1. anonymous

2. anonymous

it's all about making the the bottom fraction 1... just a sec

3. anonymous

ya i get that but i confuse myself... i know you need a common demnominator..

4. anonymous

ugh i keep messing uppppp

5. anonymous

for yours, you have to get simple fraction over simple fraction first...

6. anonymous

$\frac{ 2-\frac{ 4 }{ x+2 } }{5+\frac{ 10 }{ x+2 } }$ is what you have but you need a simple fraction over a simple fraction. to get this, we start with a common denominator for the top expression... $2-\frac{ 4 }{ x+2 }=2\left( \frac{ x+2 }{ x+2 } \right)-\frac{ 4 }{ x+2 }=\frac{ 2x+4 }{ x+2 }-\frac{ 4 }{ x+2 }=\frac{ 2x }{ x+2 }$ does this make sense?

7. anonymous

yes that makes sense

8. anonymous

so you do the same to the bottom fraction?

9. anonymous

so now we do the same with the bottom expression. Would you like to try?

10. anonymous

yes give me a min to do it

11. anonymous

okay

12. anonymous

|dw:1440524508903:dw|

13. anonymous

excuse the terrible penmanship lol

14. anonymous

very good!!!

15. anonymous

so now we have $\Large{\frac{ \frac{ 2x }{ x+2 } }{ \frac{ 5x+20 }{ x+2 } }}$ right?

16. anonymous

|dw:1440524931675:dw|

17. anonymous

and then i do this?

18. anonymous

yes, do you know why?

19. anonymous

because its like dividing regular fractions... you flip and multiply... sooo the (x+2) crosses out right?

20. anonymous

well, the idea is to make an equivalent expression that is a simple fraction rather than a complex fraction.
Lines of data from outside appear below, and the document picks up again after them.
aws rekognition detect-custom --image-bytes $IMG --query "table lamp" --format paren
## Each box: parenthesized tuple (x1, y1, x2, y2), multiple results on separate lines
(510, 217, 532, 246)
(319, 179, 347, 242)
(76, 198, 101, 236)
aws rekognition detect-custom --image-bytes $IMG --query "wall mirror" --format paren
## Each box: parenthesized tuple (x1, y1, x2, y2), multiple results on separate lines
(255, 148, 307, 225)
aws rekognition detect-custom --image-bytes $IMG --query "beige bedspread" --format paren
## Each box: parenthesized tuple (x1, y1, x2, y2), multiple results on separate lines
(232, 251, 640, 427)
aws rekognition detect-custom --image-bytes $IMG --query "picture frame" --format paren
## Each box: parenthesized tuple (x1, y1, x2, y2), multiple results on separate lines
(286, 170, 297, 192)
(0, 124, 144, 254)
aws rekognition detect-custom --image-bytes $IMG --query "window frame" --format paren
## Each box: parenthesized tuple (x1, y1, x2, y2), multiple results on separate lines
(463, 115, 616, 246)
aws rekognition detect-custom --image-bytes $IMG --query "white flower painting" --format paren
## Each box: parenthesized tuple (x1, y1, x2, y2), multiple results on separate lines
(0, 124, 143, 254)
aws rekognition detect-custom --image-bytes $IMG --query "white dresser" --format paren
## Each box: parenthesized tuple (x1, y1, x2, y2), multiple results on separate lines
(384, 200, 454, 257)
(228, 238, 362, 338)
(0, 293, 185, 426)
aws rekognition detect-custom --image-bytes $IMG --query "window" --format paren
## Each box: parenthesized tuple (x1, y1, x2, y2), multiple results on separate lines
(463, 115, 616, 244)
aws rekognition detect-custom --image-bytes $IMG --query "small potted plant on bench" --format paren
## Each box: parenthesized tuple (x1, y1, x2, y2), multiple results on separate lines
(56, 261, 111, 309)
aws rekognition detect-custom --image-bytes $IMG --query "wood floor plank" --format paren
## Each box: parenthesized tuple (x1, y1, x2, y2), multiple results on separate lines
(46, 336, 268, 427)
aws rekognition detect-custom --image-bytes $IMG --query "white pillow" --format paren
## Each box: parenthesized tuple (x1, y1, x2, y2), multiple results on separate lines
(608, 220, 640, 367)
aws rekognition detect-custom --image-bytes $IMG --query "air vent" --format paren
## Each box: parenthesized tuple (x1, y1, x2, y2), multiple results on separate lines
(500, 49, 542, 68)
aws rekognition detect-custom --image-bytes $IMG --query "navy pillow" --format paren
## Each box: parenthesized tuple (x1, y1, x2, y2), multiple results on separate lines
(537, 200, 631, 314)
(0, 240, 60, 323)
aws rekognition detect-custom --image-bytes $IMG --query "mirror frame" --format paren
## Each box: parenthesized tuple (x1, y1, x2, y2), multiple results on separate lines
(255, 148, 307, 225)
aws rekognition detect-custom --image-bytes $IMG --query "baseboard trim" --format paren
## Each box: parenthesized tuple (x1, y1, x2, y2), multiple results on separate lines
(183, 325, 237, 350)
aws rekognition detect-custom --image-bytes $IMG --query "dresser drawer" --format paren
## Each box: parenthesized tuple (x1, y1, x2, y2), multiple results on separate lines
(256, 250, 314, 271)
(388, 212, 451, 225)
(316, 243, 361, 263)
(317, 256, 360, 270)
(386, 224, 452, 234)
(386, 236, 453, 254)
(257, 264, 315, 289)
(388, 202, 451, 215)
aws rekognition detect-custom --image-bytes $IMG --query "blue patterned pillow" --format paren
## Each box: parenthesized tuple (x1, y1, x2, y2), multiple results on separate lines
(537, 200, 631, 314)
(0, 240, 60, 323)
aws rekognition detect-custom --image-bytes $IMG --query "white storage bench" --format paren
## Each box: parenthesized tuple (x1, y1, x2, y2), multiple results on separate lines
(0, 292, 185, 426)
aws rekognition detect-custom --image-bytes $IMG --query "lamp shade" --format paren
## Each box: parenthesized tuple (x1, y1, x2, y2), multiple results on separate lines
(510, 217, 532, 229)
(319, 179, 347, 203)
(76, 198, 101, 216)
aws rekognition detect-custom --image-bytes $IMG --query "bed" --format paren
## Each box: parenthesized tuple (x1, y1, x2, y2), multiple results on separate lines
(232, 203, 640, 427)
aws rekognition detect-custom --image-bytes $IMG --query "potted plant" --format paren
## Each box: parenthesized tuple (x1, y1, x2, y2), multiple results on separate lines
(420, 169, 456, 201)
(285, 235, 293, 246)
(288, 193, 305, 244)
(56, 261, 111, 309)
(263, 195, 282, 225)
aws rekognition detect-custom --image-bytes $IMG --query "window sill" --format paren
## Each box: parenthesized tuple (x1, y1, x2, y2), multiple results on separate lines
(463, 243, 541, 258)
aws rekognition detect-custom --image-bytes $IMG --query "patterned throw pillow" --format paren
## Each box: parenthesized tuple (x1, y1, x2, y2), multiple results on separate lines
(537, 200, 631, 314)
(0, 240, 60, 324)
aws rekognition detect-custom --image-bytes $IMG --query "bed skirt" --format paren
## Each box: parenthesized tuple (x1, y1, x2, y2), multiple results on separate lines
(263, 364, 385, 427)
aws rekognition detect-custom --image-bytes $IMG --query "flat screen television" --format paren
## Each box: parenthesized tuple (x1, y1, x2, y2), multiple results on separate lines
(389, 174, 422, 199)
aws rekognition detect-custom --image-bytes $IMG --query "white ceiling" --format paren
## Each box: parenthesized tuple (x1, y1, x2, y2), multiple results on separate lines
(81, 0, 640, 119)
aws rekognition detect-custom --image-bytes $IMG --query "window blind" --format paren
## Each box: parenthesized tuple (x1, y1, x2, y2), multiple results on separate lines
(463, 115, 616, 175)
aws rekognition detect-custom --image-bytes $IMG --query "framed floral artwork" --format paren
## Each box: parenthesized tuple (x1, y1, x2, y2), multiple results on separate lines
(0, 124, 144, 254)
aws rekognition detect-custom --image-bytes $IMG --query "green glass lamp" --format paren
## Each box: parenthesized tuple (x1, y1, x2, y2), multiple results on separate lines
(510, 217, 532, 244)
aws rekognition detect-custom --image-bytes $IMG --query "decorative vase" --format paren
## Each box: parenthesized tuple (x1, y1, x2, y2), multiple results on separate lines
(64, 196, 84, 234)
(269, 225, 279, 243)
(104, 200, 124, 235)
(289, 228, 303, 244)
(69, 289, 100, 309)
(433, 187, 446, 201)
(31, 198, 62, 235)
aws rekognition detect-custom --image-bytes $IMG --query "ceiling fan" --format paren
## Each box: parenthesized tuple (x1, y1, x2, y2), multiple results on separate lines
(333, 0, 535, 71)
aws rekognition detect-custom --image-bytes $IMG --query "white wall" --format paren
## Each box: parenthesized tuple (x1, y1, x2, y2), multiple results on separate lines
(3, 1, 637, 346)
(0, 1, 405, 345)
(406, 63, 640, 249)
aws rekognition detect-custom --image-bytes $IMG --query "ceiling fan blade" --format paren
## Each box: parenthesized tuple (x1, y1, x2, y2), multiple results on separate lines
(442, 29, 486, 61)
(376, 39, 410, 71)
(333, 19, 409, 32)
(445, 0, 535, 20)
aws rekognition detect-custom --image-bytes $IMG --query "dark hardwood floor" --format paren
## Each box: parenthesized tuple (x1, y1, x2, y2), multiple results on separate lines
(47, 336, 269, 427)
This is because we humans have a much easier time understanding what a simple fraction represents compared to a complex fraction. to make a simple fraction from a complex fraction, we simply manipulate the bottom fraction so that it is 1. we do this by multplying by the reciprocal of the bottom fraction, like this... $\Large{\frac{ \frac{ 2x }{ x+2 } }{ \frac{ 5x+20 }{x+2 } }=\frac{ \frac{ 2x }{ x+2 }\cdot \left( \frac{ x+2 }{ 5x+20 } \right) }{ \frac{ 5x+20 }{x+2 }\cdot \left( \frac{ x+2 }{ 5x+20 } \right)}=\frac{ \frac{ 2x }{ x+2 }\cdot \left( \frac{ x+2 }{ 5x+20 } \right) }{ \normalsize{1}}}$

21. anonymous

anything over 1 is just itself so that's why we end up with $\frac{ 2x }{ x+2 }\cdot \frac{ x+2 }{ 5x+20 }$ and we simplify from there

22. anonymous

does that make sense?

23. anonymous

yes so you factor 5x+20... to get 5(x+4)

24. anonymous

$\frac{ 2x }{ 5(x+4)}$ is the answer

25. anonymous

or should i not factor it?

26. anonymous

oh waiiittt hold on

27. anonymous

wait nvm thats my final answer lol

28. anonymous

to factor or not to factor is a matter of preference... you still have reduced to lowest terms.

29. anonymous

but does the process make sense to you?

30. anonymous

yeah it makes sense to focus on the numerator and denominator separately before you put it all together.. i was trying to do it all in one stepp. so thats my final correct answer?

31. anonymous

yep

32. anonymous

good job!

33. anonymous

thank you for actually teaching me.. no one else takes the time to do that i have 5 more to do lol. but would you be willing to check one of them for me after i do it.

34. anonymous

sure

35. anonymous

36. anonymous

and i think that can be reduced?

37. anonymous

correct, it can be reduced

38. anonymous

well this is a silly brain fart but i would reduce all the terms by 2?

39. anonymous

$\frac{ 4x-12 }{ 5x}$

40. anonymous

yep, that's the extent of it

41. anonymous

one more question lol

42. anonymous

43. anonymous

for the first question the denominator isnt a fraction...

44. anonymous

you can make it one... $5+a=\frac{ 5+a }{ 1 }$

45. anonymous

ohhhh wait i got thiis

46. anonymous

yes except it is $$25-a^2 \text{ not } a^2 - 25$$

47. anonymous

gotchaaa.. but does the order i write it affect it? i thought it was a difference of squares either way

48. anonymous

true, but $$25-a^2 \ne a^2-25$$ unless $$a=\pm 5$$

49. anonymous

ahh i gotchaa. seriously thank you so much! youre amazingg! i might message you when im in need of a lesson lol

50. anonymous

right on! good luck, have a great day and keep on learning!